Sunday, 26 April 2015

2015 Season; Launch day and first short cruise of the season.

We had 'Norman James' hauled out in early March to allow the riggers to replace all the standing rigging, and some of the worn running rigging. In addition the stuffing gland was repacked along with a few other jobs carried out while the boat was ashore. Initially we had penciled in 20th April for relaunching, but we saw a weather window opening a little earlier, so the marina was contacted and the launching day was set for 17th. We drove to Largs on 15th to do a few pre-launch jobs on 16th. At 09-30 on the 17th, the boatyard staff turned up to re-step the mast and take 'Norman James' over to the pit to launch. We finally moved over to our allotted berth and spent the rest of the day and Saturday re-fitting sails, and generally getting the boat ready to sail.

'Norman James' Re-launching.

On Monday 20th April, we were ready do do a shake down cruise, and with a settled forecast we decided to make a few days of it. Heading south down Cumbrae sound we had a gentle beat on both tacks to help settle the new rigging. 

 Heading for the southern tip of the Isle of Bute.

As we approached Millport on the South end of Great Cumbrae the wind started to fade, the engine was started and we headed for the southern tip of Bute and on to Lochranza on the north west of Arran. As we approached Arran we could see several warships a submarine, and several support vessels. the submarine didn't appear on AIS but the other vessels were identified as 'NATO VESSEL XXX' - so we weren't being invaded! 

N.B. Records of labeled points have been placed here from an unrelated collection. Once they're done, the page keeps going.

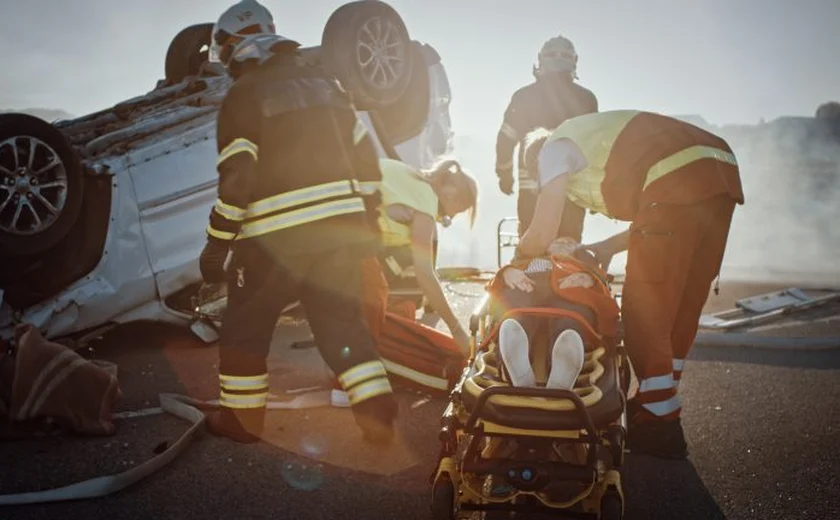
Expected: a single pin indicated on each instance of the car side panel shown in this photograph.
(176, 184)
(120, 283)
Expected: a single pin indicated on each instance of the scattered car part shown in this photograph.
(764, 308)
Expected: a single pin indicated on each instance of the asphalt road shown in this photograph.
(761, 427)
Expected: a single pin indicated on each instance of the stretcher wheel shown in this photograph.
(443, 499)
(612, 506)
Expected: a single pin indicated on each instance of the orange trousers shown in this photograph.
(416, 355)
(375, 298)
(674, 255)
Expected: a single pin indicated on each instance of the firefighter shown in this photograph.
(412, 203)
(678, 186)
(550, 100)
(298, 183)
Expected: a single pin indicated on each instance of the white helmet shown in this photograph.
(258, 47)
(557, 55)
(246, 18)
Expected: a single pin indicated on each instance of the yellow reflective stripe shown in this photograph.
(509, 131)
(426, 380)
(527, 185)
(221, 235)
(369, 187)
(300, 217)
(504, 166)
(301, 196)
(359, 132)
(228, 211)
(243, 401)
(361, 372)
(369, 389)
(240, 145)
(687, 156)
(243, 382)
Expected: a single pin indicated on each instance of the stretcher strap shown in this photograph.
(550, 313)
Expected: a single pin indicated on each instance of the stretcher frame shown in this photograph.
(466, 436)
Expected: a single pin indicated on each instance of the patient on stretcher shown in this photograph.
(566, 278)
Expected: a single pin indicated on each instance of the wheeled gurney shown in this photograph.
(533, 450)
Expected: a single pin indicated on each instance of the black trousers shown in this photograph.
(261, 284)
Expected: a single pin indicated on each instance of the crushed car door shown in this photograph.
(175, 180)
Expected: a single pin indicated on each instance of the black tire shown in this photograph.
(406, 117)
(187, 52)
(443, 499)
(343, 49)
(50, 144)
(612, 507)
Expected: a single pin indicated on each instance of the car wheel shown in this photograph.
(406, 117)
(187, 52)
(41, 185)
(366, 46)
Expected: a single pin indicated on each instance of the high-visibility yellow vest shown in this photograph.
(596, 134)
(401, 185)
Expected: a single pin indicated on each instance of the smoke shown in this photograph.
(790, 171)
(788, 227)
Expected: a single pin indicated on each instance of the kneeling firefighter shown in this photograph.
(677, 185)
(298, 192)
(412, 203)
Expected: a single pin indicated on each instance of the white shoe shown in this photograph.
(567, 359)
(513, 345)
(339, 399)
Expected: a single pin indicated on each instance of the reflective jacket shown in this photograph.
(297, 171)
(401, 185)
(635, 159)
(545, 103)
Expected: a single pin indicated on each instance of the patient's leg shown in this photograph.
(514, 348)
(560, 324)
(567, 358)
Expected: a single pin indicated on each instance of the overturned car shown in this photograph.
(102, 217)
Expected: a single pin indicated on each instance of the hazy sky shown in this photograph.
(730, 60)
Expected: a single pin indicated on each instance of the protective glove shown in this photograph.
(602, 252)
(517, 279)
(212, 262)
(506, 185)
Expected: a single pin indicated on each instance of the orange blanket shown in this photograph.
(51, 382)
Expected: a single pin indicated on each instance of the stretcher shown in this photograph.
(510, 449)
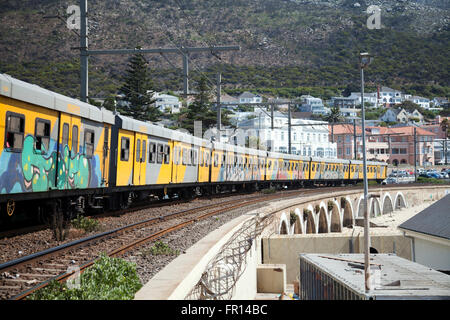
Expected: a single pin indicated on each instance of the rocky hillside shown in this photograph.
(284, 42)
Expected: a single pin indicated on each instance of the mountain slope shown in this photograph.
(312, 43)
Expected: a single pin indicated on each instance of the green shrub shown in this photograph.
(268, 191)
(108, 279)
(293, 217)
(161, 248)
(431, 180)
(86, 224)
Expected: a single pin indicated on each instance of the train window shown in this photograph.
(15, 129)
(75, 139)
(124, 149)
(195, 157)
(151, 152)
(106, 142)
(216, 160)
(160, 153)
(166, 154)
(184, 156)
(144, 150)
(138, 151)
(89, 139)
(65, 137)
(208, 158)
(42, 133)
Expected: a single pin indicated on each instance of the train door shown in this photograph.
(105, 160)
(139, 159)
(203, 169)
(68, 150)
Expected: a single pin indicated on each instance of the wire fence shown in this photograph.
(220, 277)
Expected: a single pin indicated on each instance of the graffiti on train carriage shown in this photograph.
(35, 171)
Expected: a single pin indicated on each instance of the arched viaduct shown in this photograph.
(334, 213)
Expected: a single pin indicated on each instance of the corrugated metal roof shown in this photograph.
(434, 220)
(398, 278)
(23, 91)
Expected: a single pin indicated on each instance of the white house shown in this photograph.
(439, 102)
(248, 97)
(421, 101)
(167, 102)
(308, 140)
(371, 98)
(430, 234)
(401, 115)
(389, 96)
(312, 104)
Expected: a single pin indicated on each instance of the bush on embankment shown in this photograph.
(108, 279)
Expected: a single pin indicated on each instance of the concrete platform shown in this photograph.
(176, 280)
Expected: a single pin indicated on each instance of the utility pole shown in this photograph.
(354, 138)
(219, 111)
(365, 60)
(271, 116)
(415, 155)
(84, 57)
(85, 53)
(289, 129)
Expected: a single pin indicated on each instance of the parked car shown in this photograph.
(430, 175)
(389, 180)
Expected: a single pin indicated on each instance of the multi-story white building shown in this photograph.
(248, 97)
(370, 98)
(165, 102)
(308, 137)
(312, 104)
(421, 101)
(389, 96)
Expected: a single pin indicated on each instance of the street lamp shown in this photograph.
(364, 60)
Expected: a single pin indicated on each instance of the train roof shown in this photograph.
(159, 131)
(319, 159)
(16, 89)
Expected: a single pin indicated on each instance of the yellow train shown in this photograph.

 NATO submarine with Goat Fell in the background.

On arrival in Lochranza we found that the Lochranza and Catacol moorings hadn't been laid out yet, so we anchored just of the castle, with great views out to sea and up the valley towards the mountains

Above and below : Views from the anchorage.

Spectacular sunset with crescent moon

The next morning there was no wind and we couldn't decide whether to make for Campbeltown ( south ) to East Loch Tarbert / Portavadie ( north ), in the end we headed south to Campbeltown. 

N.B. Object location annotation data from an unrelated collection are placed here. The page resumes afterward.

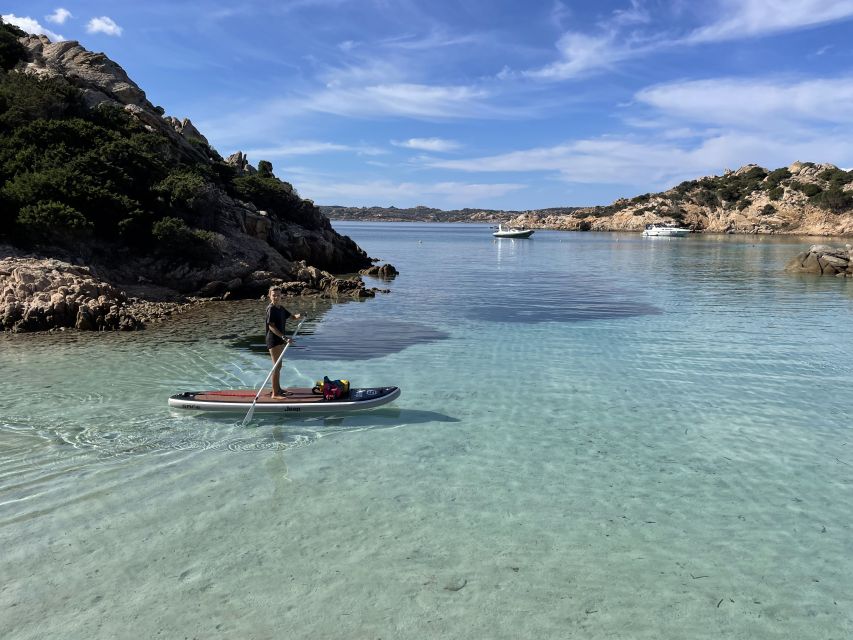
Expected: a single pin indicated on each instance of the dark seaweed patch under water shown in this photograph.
(352, 339)
(545, 297)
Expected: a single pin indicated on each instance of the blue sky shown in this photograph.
(499, 104)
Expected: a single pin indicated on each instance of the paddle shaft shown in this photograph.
(287, 343)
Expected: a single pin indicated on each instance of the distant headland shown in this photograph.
(802, 199)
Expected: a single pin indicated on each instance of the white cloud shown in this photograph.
(427, 144)
(401, 99)
(581, 53)
(59, 16)
(403, 193)
(753, 18)
(621, 38)
(755, 102)
(649, 163)
(30, 26)
(103, 25)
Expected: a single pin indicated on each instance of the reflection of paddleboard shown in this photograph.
(299, 400)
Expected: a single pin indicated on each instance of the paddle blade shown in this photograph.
(249, 414)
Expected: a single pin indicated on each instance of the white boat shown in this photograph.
(665, 229)
(509, 232)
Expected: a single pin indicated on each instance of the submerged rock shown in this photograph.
(822, 259)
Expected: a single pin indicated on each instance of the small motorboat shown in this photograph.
(665, 230)
(297, 400)
(509, 232)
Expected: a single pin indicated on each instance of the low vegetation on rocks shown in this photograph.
(91, 173)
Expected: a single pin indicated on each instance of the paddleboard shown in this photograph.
(298, 400)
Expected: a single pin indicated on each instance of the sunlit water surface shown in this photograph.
(600, 436)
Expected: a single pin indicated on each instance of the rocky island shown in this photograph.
(802, 199)
(113, 213)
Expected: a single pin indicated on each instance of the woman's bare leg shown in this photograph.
(275, 352)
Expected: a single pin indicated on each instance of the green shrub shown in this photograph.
(808, 188)
(182, 187)
(51, 222)
(25, 98)
(174, 239)
(775, 177)
(707, 198)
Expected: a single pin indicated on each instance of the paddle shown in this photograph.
(251, 411)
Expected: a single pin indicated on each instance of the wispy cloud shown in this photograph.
(631, 33)
(310, 147)
(648, 163)
(697, 128)
(755, 102)
(30, 26)
(104, 25)
(427, 144)
(753, 18)
(59, 16)
(404, 193)
(581, 53)
(402, 99)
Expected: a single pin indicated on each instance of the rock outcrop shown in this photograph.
(384, 272)
(803, 199)
(49, 287)
(43, 294)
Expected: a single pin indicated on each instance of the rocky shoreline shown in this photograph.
(43, 294)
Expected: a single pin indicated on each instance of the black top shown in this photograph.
(276, 316)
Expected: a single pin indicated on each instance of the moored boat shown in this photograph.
(665, 229)
(509, 232)
(297, 400)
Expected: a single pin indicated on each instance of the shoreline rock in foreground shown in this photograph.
(821, 259)
(40, 294)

 The lighthouse on Island Davarr outside Campbeltown with Ailsa Craig in the distance.

Looking back to Island Davarr from the entry channel to Campbeltown.

On arrival at Campbeltown we found that the new marina facility was not finished, but the harbourmaster hailed us and pointed out the visitor moorings, one of which we picked up for the night.

Leaving Campbeltown.

In the morning we decided to motor the thirty odd miles over to Troon Marina to have some easy access to the shore and pick up some supplies. There was hardly a breath of wind, and the water was oily flat.

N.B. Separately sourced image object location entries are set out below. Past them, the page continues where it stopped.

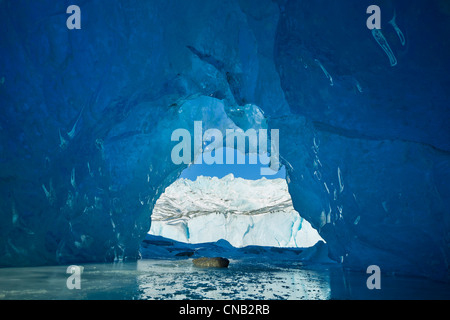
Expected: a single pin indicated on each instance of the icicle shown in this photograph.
(63, 142)
(379, 37)
(72, 179)
(325, 72)
(47, 193)
(397, 29)
(341, 183)
(71, 133)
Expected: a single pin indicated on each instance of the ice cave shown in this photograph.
(88, 115)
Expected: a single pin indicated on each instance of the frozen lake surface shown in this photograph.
(170, 279)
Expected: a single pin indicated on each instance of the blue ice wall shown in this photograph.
(86, 118)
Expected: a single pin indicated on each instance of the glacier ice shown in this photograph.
(100, 105)
(379, 37)
(242, 212)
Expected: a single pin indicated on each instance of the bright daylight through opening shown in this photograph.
(212, 203)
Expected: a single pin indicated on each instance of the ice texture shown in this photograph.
(86, 118)
(242, 212)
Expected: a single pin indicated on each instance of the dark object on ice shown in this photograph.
(216, 262)
(185, 254)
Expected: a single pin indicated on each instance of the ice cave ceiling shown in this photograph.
(86, 119)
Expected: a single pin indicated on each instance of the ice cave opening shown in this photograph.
(210, 203)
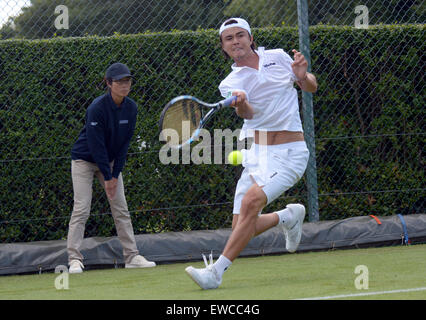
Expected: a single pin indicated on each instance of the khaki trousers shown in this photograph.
(82, 173)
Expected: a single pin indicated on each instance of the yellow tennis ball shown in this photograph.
(235, 157)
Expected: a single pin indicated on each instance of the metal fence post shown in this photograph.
(308, 114)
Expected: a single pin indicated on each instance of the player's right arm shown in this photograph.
(242, 107)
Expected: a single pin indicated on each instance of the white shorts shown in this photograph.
(276, 168)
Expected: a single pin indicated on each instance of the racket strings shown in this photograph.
(183, 117)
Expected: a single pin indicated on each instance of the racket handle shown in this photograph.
(228, 101)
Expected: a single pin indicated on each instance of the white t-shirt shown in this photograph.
(270, 90)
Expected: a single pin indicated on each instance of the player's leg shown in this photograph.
(82, 178)
(263, 223)
(245, 228)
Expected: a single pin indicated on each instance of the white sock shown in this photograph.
(222, 264)
(285, 217)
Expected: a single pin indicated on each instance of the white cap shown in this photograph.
(241, 23)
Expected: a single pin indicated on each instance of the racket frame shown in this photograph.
(214, 107)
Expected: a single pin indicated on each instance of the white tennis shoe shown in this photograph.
(139, 262)
(206, 278)
(293, 234)
(76, 266)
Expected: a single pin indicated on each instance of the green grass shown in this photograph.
(288, 276)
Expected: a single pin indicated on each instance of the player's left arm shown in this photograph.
(306, 81)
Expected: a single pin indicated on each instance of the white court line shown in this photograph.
(365, 294)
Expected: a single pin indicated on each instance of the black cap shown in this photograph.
(117, 71)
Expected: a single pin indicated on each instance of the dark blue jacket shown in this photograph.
(106, 134)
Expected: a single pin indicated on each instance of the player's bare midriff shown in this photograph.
(277, 137)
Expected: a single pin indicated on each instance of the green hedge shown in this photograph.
(370, 85)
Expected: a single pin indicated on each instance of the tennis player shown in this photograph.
(101, 150)
(263, 80)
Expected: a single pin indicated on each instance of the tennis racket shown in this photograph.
(187, 111)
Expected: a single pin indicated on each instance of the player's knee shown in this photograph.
(253, 202)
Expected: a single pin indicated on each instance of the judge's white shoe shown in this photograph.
(76, 266)
(206, 278)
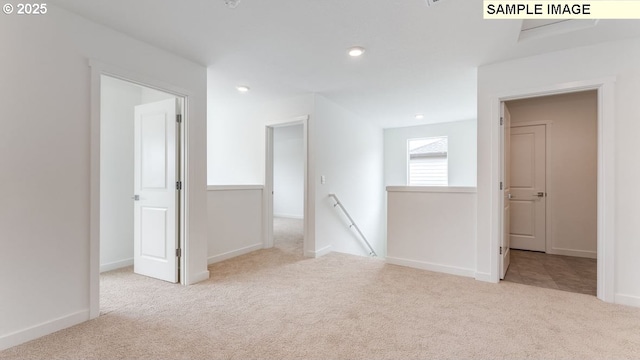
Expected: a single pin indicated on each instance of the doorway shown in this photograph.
(551, 177)
(141, 147)
(286, 206)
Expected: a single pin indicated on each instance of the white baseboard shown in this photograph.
(116, 265)
(231, 254)
(199, 277)
(571, 252)
(447, 269)
(289, 216)
(42, 329)
(486, 277)
(627, 300)
(318, 253)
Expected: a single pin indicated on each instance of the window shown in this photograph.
(428, 164)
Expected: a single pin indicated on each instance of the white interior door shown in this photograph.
(505, 248)
(528, 188)
(156, 192)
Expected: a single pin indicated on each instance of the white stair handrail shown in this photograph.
(353, 223)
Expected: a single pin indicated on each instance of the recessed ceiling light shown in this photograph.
(356, 51)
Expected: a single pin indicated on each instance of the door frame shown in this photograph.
(267, 195)
(606, 175)
(98, 69)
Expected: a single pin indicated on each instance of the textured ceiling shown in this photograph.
(419, 58)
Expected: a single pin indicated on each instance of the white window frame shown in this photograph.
(446, 161)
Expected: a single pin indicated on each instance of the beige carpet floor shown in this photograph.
(275, 304)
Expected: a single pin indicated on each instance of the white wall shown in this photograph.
(348, 151)
(572, 167)
(462, 154)
(432, 228)
(45, 160)
(236, 135)
(235, 221)
(288, 171)
(619, 59)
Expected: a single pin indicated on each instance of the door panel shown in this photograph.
(156, 173)
(528, 188)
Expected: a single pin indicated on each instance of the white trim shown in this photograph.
(231, 254)
(606, 176)
(234, 187)
(288, 122)
(308, 191)
(42, 329)
(289, 216)
(98, 69)
(424, 265)
(531, 123)
(629, 300)
(116, 265)
(571, 252)
(318, 253)
(439, 189)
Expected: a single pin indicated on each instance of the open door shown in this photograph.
(505, 145)
(156, 189)
(528, 188)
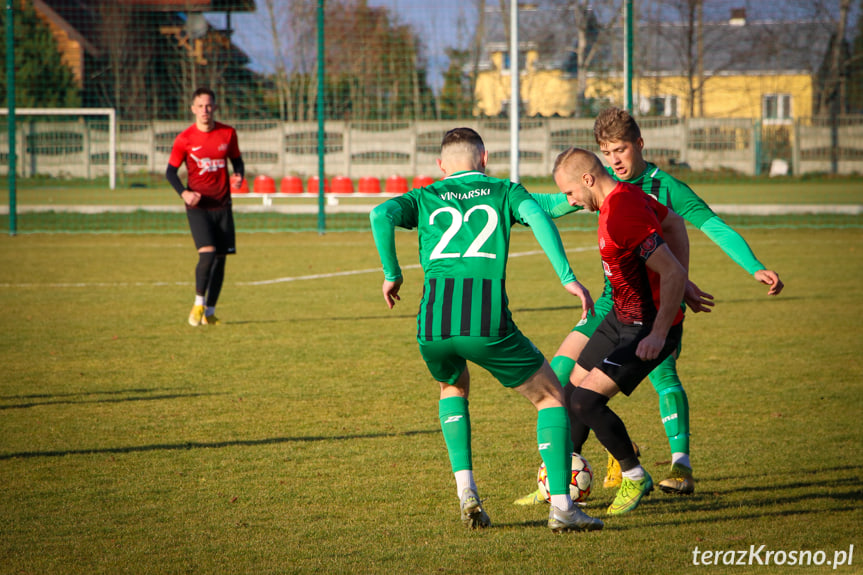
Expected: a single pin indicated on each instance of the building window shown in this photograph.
(776, 107)
(663, 106)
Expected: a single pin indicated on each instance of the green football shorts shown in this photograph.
(512, 359)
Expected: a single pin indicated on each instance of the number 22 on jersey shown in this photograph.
(473, 250)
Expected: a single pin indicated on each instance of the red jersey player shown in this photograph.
(205, 148)
(646, 322)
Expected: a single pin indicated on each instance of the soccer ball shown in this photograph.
(582, 477)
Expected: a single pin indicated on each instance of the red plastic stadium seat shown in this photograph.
(313, 185)
(370, 185)
(396, 185)
(265, 185)
(422, 181)
(291, 185)
(342, 185)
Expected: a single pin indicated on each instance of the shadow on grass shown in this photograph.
(52, 401)
(318, 320)
(213, 445)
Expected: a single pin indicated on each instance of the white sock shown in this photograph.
(635, 474)
(463, 480)
(681, 458)
(562, 502)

Flat water on the way to Troon. 

Pladder lighthouse on the south end of Arran.

On contacting the marina we were allocated a berth close to the exit ramp ( which was nice ). We were impressed by the timber processing industry in Troon early last season, and it was in full swing again with thousands of tree trunks being moved around.

 Timber industry in Troon outer harbour.

Troon lifeboat.

We had a couple of nights in Troon prior to setting out to return to Largs on Friday. We called up harbour control to ask permission to leave the harbour, but were asked to wait in the outer harbour while the Supercat ferry berthed.

Supercat ferry berthed outside Troon Harbour.

Five minutes later we exited the harbour and set a course for Cumbrae sound and then on to Largs where we tidied the boat and sorted ourselves out for the drive home. A few teething problems were sorted out during the week but we are now ready for the summer cruising which we hope to start at the end of May.